Data-Powered Success: Boosting Sales and Marketing

Business component of the project

The project is a platform intended to make collection and processing of data from various business portals automated. The support of analysis of relationships between account data from various sources is implemented in it.

The introduction of such an automated platform allows to increase the speed and efficiency of the Sales and Marketing Department, which is confirmed by the results of this platform implementation in our company. The developed application makes it possible to significantly increase the amount of information collected, the speed of collection and processing per unit of time, and also automates the analysis of relationships, which eliminates errors associated with the human factor.

The Sales and Marketing Department, which acted as the customer of the project, highly appreciated the practical value of the developed application. And the project continues to develop although its main functionality has already been implemented. The project team plans not only to implement the support of the application’s performance, but also to expand its capabilities taking into account the proposals received from the customer.

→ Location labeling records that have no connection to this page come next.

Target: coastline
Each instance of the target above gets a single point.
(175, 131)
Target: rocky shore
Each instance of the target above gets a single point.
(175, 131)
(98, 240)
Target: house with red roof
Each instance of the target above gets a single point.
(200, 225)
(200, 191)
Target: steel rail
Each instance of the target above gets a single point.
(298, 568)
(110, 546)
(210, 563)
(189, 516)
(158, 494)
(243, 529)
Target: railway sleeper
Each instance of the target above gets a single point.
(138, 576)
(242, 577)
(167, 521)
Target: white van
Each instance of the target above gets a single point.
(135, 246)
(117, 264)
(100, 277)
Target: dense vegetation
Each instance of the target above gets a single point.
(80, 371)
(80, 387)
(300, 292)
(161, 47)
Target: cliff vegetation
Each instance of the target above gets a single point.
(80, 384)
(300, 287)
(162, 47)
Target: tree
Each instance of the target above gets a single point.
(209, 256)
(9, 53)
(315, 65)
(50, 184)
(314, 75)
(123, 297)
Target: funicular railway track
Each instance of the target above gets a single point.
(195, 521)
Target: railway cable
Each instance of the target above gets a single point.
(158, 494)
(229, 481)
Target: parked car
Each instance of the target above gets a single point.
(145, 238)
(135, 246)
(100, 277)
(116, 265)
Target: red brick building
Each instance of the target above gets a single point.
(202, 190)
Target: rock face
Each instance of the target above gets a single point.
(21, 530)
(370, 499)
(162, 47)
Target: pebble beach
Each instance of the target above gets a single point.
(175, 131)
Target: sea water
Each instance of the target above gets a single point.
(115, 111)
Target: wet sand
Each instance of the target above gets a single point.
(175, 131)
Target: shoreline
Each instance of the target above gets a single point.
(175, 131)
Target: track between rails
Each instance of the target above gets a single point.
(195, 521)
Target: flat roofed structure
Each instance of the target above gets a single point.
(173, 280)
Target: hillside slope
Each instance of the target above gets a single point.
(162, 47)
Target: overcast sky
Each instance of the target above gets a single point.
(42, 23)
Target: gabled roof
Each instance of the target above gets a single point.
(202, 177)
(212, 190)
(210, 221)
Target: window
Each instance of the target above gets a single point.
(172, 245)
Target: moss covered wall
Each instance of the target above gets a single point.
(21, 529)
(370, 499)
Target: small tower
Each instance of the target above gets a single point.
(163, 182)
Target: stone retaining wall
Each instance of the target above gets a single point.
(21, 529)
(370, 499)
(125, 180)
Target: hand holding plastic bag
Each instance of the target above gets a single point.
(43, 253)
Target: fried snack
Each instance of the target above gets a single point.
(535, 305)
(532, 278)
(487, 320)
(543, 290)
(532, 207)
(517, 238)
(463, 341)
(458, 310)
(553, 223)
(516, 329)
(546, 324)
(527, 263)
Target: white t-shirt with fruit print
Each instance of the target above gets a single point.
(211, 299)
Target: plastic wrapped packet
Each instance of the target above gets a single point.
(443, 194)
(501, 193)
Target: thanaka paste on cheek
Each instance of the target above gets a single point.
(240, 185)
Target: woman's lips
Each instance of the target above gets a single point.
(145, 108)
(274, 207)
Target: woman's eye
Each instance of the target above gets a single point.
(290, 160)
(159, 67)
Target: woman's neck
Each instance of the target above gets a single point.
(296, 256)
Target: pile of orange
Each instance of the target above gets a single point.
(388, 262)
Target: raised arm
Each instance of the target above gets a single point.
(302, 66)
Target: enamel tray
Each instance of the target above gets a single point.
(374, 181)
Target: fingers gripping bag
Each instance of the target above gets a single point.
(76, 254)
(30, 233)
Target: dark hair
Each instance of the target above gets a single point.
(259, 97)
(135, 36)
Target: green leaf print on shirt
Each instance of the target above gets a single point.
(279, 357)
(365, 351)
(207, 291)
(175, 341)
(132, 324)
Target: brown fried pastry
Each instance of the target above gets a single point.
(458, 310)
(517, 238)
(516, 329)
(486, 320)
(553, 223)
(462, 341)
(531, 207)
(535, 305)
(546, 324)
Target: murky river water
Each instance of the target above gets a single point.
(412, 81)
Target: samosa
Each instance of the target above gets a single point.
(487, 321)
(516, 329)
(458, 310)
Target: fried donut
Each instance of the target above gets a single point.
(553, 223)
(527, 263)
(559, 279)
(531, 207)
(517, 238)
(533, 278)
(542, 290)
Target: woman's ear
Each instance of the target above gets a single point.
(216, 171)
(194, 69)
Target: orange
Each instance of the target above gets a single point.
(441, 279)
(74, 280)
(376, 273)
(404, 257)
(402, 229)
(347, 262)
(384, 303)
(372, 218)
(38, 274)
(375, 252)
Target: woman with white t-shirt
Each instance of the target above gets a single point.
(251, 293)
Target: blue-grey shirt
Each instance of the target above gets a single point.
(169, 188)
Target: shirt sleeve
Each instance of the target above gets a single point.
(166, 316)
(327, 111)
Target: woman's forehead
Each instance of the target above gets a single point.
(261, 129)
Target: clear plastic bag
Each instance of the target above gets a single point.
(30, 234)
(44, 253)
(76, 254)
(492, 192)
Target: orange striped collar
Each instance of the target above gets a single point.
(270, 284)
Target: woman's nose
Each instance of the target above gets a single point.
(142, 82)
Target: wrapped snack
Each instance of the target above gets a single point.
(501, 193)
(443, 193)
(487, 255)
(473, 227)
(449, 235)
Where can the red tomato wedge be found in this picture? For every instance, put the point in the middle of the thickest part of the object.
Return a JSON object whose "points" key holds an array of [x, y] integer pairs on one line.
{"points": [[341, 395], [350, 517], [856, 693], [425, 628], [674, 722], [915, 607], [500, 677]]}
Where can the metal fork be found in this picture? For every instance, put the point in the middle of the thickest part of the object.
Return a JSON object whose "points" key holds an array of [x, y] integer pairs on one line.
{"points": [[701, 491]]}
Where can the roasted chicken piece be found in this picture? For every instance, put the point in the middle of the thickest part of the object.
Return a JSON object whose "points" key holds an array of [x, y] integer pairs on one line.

Technical description of the project

The developed application is a crawler that scans and collects data from sites containing information about potential business contacts according to predefined search parameters.

The data source for the crawler can be any business portal/social network/site that contains contact information, for example, LinkedIn, angel.co, crunchbase, etc. Data from all systems is collected, compared and processed to find duplicates, check for the availability of these records in the existing database of customers. After this the data is merged with the existing crawler database. To launch the crawler, one should configure it and specify which sites to collect information from, what information should be collected, i.e. the tuning is quite fine.

Solution for Component Exception Handling in Crawling

Here is an example of a crawler script. We go to angel.co, scan the list of companies with the given condition: “If a company received investments on this site, I want to see if there is a vacancy for a Java developer in its Linkedin profile. If there is such a vacancy, we add the contact data of this company to the database of potential customers.

Selenium WebDriver automation tool is used to read information from the site. Search parameters are stored in Excel files on local or cloud storage, such as Google Drive, and are loaded from the storage when the application is launched.

The application is launched on the company’s server using Jenkins, in the form of individual builds. Each build is configured taking into account the general crawler launch parameters and the selected parameters of data search on the site. After completion of the work, the crawler sends users a report on the results and Excel files containing the data read by e-mail.

The general parameters for launching the application include the amount of data to be read, bot logins and passwords, the name of the file with filters, the date and time the build was launched, etc.

In the current configuration, the application performs two types of data search on the site – search for information about people and search for companies based on the vacancies they published.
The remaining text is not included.